This application is to establish the UNC-Malawi Cancer Consortium (UNC-MCC), to develop capacity and conduct high-impact research focused on HIV-associated cancers. The consortium builds on longstanding collaborations between the University of North Carolina at Chapel Hill (UNC-CH), Lighthouse Trust, Malawi Ministry of Health (MOH), and University of Malawi College of Medicine (COM). These partnerships have resulted in internationally recognized contributions for HIV care and prevention in sub-Saharan Africa. This infrastructure can now be leveraged for HIV-associated malignancies. UNC-MCC is focused on the herpesvirus-associated cancers, Kaposi sarcoma (KS), and lymphoma. Our consortium will be led by three principal investigators with highly complementary expertise (Satish Gopal MD, clinical research;Sam Phiri PhD, implementation science;Blossom Damania PhD, virology). The third research project undertaken by UNC-MCC attempts to develop risk-adapted, response-guided treatment concepts for HIV-associated lymphoma in Malawi. The project is led by three co-PIs, Drs. Satish Gopal (UNC Project-Malawi), Yohannie MIombe (COM), and Richard Nyasosela (MOH). Lymphoma is the most curable cancer among HIV-infected individuals in Malawi, and this project addresses the central problem that many patients likely receive more chemotherapy than is needed to cure them. This increases treatment-related complications in a setting where supportive care is limited, and compromises long-term survival. An ability to beti:er identify patients who are curable with less chemotherapy can optimize the balance between efficacy and toxicity. We will attempt to develop more risk-adapted and response-guided approaches to lymphoma treatment through the following aims: (1) to identify clinical variables and peripheral blood biomarkers associated with rapid achievement of durable clinical remission among HIV-associated lymphoma patients in Malawi;and (2) to identify tumor characteristics, including gene expression profiles, which are also associated with rapid achievement of durable clinical remission.

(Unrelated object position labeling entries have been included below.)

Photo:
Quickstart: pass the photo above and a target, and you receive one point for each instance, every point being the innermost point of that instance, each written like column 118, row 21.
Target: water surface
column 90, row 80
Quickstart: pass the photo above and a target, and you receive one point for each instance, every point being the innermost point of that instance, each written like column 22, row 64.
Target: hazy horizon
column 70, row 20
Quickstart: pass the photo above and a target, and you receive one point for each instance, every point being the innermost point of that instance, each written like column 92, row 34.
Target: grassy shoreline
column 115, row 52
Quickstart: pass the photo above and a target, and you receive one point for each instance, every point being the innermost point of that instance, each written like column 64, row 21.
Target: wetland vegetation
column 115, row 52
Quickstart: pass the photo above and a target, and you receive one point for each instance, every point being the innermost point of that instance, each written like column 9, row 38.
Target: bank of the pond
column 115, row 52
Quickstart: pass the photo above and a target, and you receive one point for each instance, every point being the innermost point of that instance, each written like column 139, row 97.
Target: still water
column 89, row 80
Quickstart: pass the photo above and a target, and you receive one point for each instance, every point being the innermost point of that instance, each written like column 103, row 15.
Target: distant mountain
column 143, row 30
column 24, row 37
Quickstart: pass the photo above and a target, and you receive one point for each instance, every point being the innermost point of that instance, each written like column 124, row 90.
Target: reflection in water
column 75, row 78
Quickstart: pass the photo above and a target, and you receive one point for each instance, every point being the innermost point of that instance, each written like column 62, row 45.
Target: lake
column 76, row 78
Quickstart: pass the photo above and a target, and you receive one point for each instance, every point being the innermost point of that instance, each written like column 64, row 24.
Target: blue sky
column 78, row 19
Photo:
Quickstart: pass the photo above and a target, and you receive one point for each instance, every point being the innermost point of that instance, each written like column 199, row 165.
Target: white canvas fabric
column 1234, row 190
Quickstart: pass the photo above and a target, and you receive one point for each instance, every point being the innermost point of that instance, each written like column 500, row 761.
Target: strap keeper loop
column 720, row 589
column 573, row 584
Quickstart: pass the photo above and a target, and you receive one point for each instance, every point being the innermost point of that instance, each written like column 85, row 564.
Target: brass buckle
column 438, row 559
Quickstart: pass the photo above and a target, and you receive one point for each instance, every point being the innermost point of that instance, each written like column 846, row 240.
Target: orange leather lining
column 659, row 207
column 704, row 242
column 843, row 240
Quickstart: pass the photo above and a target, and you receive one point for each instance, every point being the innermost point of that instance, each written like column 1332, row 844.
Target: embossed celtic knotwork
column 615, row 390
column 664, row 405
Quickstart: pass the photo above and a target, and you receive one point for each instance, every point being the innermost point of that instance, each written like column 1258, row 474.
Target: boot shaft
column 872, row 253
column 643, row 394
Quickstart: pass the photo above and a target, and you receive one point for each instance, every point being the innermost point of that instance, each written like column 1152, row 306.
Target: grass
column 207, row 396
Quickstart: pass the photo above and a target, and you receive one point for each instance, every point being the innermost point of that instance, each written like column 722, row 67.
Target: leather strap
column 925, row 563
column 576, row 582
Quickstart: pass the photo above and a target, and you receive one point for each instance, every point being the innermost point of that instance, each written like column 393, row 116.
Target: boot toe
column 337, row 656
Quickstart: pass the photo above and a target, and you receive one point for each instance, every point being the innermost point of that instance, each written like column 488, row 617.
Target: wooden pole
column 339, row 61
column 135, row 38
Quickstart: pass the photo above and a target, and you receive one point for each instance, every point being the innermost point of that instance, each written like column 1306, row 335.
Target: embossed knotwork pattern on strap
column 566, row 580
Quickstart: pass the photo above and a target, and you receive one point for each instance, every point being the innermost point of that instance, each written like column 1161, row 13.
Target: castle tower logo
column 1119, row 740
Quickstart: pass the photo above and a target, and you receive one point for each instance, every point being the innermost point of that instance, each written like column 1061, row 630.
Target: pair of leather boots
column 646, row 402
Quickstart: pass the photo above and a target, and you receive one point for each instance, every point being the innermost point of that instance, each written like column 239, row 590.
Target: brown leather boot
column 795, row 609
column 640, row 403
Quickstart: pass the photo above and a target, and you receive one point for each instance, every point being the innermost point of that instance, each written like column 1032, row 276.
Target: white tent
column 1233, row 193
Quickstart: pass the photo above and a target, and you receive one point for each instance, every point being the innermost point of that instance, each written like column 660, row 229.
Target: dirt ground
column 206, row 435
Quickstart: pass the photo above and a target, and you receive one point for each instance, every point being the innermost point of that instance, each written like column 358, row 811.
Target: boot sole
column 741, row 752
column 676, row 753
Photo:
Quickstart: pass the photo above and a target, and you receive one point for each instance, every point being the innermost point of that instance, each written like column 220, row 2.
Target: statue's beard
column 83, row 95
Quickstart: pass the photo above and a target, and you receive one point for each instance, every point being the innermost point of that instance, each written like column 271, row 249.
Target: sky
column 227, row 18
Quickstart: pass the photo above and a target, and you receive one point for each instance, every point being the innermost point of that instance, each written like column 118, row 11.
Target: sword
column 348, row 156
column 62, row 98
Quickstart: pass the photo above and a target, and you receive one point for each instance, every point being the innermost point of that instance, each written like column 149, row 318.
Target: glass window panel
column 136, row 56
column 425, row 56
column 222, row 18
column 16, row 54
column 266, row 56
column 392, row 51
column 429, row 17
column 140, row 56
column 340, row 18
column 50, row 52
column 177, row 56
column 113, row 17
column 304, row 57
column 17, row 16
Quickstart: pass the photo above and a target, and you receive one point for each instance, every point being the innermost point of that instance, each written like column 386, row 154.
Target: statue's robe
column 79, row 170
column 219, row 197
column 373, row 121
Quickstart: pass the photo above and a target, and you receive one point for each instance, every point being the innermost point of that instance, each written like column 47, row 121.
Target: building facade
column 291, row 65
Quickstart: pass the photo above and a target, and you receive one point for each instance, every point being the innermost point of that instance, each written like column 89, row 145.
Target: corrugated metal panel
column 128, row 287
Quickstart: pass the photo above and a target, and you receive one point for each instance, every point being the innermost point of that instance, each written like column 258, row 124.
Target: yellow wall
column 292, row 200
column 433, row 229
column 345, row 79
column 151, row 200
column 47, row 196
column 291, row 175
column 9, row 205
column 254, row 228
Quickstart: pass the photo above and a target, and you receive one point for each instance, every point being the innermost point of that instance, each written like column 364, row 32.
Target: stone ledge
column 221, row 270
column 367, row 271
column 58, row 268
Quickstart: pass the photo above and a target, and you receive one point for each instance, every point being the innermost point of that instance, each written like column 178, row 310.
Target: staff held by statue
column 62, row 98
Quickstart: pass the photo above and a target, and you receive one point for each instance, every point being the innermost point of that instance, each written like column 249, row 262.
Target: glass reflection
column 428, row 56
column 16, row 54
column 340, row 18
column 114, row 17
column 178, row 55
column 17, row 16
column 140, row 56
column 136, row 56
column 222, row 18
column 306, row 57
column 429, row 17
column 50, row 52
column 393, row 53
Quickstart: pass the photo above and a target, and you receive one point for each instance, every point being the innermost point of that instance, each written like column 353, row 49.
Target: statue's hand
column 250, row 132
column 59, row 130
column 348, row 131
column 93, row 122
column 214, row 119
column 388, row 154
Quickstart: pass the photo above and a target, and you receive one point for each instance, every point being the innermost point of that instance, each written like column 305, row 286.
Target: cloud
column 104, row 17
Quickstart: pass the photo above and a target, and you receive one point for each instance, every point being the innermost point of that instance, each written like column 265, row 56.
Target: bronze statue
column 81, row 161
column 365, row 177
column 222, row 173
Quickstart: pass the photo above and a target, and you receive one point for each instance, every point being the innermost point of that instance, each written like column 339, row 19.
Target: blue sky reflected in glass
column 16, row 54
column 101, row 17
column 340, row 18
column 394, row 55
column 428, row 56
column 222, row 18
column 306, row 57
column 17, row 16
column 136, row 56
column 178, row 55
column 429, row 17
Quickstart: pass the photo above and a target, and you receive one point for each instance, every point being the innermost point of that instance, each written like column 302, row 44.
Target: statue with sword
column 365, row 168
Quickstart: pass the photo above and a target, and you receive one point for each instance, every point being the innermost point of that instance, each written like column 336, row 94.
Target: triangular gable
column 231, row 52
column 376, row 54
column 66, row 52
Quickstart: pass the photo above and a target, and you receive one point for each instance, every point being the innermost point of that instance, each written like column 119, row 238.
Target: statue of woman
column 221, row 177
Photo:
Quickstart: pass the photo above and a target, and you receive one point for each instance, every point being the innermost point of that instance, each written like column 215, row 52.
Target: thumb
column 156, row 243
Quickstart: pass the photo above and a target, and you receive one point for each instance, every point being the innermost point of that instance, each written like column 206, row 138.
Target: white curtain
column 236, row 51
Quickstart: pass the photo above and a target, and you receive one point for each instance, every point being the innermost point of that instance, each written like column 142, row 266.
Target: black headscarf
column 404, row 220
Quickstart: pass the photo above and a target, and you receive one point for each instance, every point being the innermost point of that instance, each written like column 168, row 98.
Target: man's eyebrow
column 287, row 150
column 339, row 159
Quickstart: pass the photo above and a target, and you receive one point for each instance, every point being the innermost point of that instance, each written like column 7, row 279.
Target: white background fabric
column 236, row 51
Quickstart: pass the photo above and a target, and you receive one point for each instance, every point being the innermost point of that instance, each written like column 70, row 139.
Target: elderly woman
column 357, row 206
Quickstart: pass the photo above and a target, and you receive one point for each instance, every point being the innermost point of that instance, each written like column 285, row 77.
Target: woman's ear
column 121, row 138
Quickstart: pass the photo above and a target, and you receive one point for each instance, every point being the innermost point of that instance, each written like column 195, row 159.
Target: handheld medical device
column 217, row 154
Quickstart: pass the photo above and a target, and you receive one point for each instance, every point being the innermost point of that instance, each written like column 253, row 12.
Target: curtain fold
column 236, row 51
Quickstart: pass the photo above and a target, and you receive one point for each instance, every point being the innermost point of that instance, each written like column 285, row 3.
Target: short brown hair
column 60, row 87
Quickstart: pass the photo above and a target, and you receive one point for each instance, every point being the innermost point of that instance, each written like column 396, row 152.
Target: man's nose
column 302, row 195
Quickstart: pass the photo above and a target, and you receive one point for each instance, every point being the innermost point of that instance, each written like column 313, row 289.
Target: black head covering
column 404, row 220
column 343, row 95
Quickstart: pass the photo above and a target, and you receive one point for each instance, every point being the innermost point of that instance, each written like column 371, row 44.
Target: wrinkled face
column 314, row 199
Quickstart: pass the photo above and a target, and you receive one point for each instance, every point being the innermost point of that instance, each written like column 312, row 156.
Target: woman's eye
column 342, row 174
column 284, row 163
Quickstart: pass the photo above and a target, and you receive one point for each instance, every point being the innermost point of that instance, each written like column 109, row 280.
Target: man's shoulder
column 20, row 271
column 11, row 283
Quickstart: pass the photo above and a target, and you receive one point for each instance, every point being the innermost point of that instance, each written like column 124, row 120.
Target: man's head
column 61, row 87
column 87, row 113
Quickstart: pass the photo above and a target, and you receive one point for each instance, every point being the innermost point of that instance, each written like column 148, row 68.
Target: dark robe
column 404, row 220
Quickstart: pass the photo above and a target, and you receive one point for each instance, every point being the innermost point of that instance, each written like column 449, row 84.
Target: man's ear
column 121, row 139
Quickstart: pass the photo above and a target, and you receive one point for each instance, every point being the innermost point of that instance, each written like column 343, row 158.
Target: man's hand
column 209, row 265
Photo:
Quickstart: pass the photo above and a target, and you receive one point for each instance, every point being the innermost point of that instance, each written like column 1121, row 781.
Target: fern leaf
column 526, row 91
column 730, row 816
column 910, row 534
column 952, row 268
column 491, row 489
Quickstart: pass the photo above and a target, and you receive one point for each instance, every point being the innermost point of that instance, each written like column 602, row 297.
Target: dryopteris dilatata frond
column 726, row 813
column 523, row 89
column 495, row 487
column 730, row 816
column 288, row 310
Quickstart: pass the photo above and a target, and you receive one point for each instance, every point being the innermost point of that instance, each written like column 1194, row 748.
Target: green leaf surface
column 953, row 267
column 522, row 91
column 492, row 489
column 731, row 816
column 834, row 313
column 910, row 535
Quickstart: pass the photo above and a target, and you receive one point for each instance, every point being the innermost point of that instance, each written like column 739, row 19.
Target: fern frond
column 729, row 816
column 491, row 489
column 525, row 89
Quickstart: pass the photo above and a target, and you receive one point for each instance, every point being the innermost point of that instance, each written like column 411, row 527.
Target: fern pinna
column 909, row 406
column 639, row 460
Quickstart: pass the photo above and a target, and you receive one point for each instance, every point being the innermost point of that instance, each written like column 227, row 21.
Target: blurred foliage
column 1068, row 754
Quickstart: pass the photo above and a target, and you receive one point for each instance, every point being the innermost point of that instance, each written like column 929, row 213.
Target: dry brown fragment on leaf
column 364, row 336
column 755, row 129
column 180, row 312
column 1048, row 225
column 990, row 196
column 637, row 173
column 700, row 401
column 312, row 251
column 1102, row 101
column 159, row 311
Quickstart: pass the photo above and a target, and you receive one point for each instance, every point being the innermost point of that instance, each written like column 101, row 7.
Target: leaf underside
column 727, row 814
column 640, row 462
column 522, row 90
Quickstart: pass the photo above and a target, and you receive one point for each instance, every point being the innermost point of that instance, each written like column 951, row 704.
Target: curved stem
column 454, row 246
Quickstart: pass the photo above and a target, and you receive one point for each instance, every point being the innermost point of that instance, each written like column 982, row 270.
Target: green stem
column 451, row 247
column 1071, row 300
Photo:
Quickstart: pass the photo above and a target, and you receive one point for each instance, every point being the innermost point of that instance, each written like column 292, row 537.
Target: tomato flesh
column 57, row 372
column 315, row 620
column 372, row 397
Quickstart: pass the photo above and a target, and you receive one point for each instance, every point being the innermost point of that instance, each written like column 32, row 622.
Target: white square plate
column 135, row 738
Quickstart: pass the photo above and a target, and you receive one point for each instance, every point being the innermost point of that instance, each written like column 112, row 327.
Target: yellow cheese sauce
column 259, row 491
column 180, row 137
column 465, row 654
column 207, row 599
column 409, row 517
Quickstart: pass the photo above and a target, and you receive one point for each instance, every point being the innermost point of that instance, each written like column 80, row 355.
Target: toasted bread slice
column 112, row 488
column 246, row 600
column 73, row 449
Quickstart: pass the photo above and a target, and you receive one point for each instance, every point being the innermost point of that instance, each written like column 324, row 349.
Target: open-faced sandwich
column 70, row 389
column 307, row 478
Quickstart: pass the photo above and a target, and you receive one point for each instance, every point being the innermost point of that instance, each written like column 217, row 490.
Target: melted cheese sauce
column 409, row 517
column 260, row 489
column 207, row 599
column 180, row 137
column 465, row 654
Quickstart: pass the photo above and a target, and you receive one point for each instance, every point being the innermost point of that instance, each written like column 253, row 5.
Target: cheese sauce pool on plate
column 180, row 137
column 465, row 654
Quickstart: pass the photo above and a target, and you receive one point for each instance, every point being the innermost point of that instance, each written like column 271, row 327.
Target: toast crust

These aims will build on existing work in Lilongwe as part of the NIH-funded KCH Lymphoma Study, enhanced by collaborators from the UNC-CH Vironomics Core and sequencing infrastructure developed to support UNC-CH participation in The Cancer Genome Atlas (TCGA) project. Leveraging these ample resources, the proposed research will yield insights which are informative to care of HIV-associated lymphoma throughout sub-Saharan Africa.
The UNC-Malawi Cancer Consortium will address herpesvirus-associated cancers in HIV-infected individuals. Its third project aims to improve long-term survival for HIV-associated lymphoma, by identifying patients who can be cured with less chemotherapy, minimizing treatment-related toxicity in a setting where supportive care is extremely limited.